7 thoughts on “What Are You Getting From Pain?

  1. I think the Taoists understand pain and suffering and acceptance in such a stoic, unresentful, angerless way(no pun intended) that is much more comforting than most cultures could adopt. But as part of the western technopolis, I think they are nuts. Seriously, I learned I had to feel the sorrows and disappointments in order to become what I am now. I know there will be more. One time I admonished God in that since there 5 billion on the planet, even in his omnipotence how could he keep tract of me on whom to dump this endless barrage of misery? I demanded a divorce and He could keep all the property as well. On the other hand I have found that the majority of my pain had its source in me, in the missteps committed in unregulated and foolish self destructive behaviors. I have three little grandchildren. If that is what I had to suffer in order to have them in my life, it was worth it. I won. The Great Trickster holds no more crushers from which I cannot recover with existential stubbornness and because of that and the amazing grace of which you speak, it has allowed me to see beyond with the glory and the light that cannot be repossessed by the Great Trickster.
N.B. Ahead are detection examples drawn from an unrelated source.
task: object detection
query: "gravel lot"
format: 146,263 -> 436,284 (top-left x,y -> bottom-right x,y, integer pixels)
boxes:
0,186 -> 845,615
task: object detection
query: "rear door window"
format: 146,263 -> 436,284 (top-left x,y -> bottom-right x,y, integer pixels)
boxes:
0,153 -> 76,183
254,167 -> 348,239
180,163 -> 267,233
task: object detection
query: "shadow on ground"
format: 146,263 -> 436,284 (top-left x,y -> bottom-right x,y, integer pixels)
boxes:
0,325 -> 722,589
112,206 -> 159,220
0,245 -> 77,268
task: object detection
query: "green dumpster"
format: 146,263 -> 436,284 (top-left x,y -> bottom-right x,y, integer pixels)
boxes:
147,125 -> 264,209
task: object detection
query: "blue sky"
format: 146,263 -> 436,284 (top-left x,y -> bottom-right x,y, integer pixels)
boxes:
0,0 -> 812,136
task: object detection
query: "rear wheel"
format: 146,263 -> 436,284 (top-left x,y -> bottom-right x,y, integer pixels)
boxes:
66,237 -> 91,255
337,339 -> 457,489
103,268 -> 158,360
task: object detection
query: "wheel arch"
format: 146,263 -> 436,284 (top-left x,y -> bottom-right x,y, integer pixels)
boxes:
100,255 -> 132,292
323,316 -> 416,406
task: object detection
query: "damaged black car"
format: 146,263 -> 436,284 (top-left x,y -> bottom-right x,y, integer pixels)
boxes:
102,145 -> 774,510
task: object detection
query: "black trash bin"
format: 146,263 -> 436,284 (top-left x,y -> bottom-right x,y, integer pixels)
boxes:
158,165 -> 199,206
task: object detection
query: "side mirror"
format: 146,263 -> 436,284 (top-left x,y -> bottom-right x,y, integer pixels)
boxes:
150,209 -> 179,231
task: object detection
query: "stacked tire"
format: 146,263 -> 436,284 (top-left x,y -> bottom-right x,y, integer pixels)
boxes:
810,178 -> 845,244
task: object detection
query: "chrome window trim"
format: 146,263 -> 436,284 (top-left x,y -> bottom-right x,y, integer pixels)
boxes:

  2. I am lucky that things have gone pretty smoothly so far for me. Sometimes things happen, like I have lost friendships, but it happens, and I move on. Nevertheless, I still can get pretty stressed over silly things sometimes, so I just try to remember that God always has things work out. Either the things I worry about don’t happen or when something does happen, it eventually gets fixed or I learn to deal with it. Methinks religion is a very important part of dealing with life’s troubles.

  3. 2010 has been a year a of loss,i’ve been loosing a lot recently: my best friend, interest in things i used to love, my sanity, lol my hair (its going gray!) & more things i dont want to write about on the internet lol….even though i keep loosing these things that are dear to me i have to remember that through these experiences i also gain, wisdom and better understanding of the world around me…

    in terms of dealing with loss i tried retail therapy-a temporary fix, actual therapy lol and plain old just trying to forget it ever happened.

    these don’t seem to be working anymore, so i have to constantly remind myself to be strong, everything happens for a reason and that this must be apart of GOd’s greater plan for myself. I try to keep Jeremiah 29:11 in mind, one of my favorite verses in the Bible “For I know the plans I have for you,” declares the LORD, “plans to prosper you and not to harm you, plans to give you hope and a future.”

    its encouraging to know that i’m not alone through this even though we all feel alone at times.

    love the posts, i’ll try to comment more, keep ’em coming!